Mauritanie: Tawassoul prône l’ouverture, tout en gardant ses réserves.

Nouakchott – Le président du parti islamiste modéré « Tawassoul », Hammadi Ould Sid El Mokhtar, a dressé un plaidoyer mesuré mais ambitieux en faveur d’un dialogue politique renouvelé et plus inclusif en Mauritanie. Lors de son discours d’ouverture du Conseil de la Choura du parti, tenu hier, il a réaffirmé l’engagement de Tawassoul envers le dialogue en tant que mécanisme privilégié pour résoudre les différends politiques, tout en soulignant les conditions nécessaires à sa réussite.
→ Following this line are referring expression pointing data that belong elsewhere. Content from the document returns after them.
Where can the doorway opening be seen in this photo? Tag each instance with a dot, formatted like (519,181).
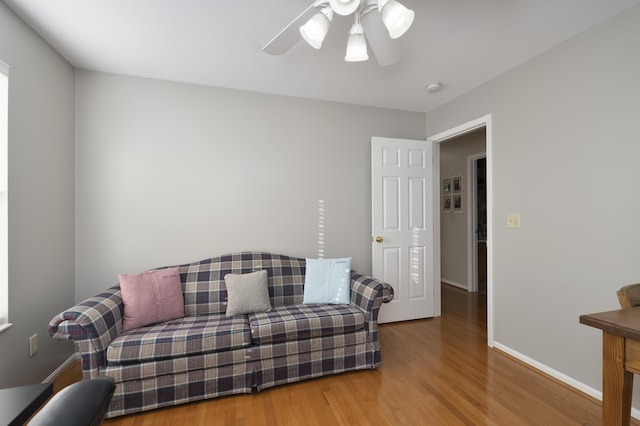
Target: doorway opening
(467,234)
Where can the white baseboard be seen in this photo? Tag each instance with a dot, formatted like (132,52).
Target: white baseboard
(594,393)
(61,368)
(455,284)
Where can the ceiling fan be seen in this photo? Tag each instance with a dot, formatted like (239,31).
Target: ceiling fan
(378,30)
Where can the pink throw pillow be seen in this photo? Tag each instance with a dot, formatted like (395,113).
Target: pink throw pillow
(151,297)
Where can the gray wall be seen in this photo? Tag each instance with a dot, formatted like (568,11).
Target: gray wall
(566,147)
(41,200)
(170,173)
(454,232)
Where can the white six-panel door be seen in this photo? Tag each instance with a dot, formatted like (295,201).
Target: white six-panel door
(402,194)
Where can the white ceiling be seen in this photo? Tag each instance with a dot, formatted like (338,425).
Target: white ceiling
(461,43)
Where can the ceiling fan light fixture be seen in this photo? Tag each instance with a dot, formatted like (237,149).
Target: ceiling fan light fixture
(317,27)
(356,45)
(344,7)
(396,17)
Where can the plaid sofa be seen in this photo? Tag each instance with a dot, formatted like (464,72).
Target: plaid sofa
(206,354)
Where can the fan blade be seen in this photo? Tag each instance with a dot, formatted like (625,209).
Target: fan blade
(290,35)
(386,50)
« Notre participation à cette nouvelle phase de concertation nationale dépend en grande partie de la volonté sérieuse des parties prenantes, de l’inclusivité du processus, et de la capacité à aborder sans tabou les questions politiques, économiques et sociales essentielles à l’avenir de notre pays », a déclaré Ould Sid El Mokhtar.

Cette déclaration intervient dans un contexte politique marqué par une volonté affichée du pouvoir d’engager une nouvelle phase de dialogue national, censée renforcer la cohésion démocratique et désamorcer les tensions latentes entre le régime et ses opposants.

Un dialogue sous conditions

Si Tawassoul se dit prêt à participer à cette initiative, c’est avec prudence. Ould Sid El Mokhtar a rappelé les « leçons douloureuses » des dialogues passés, dénonçant le manque de partenariat réel, l’exclusion de certaines forces politiques, et des conclusions imposées d’en haut.

Il exige cette fois un processus intégralement participatif : depuis la composition des comités préparatoires jusqu’au suivi de la mise en œuvre des accords. Cette insistance traduit une volonté de rupture avec des pratiques qu’il juge opaques et peu démocratiques.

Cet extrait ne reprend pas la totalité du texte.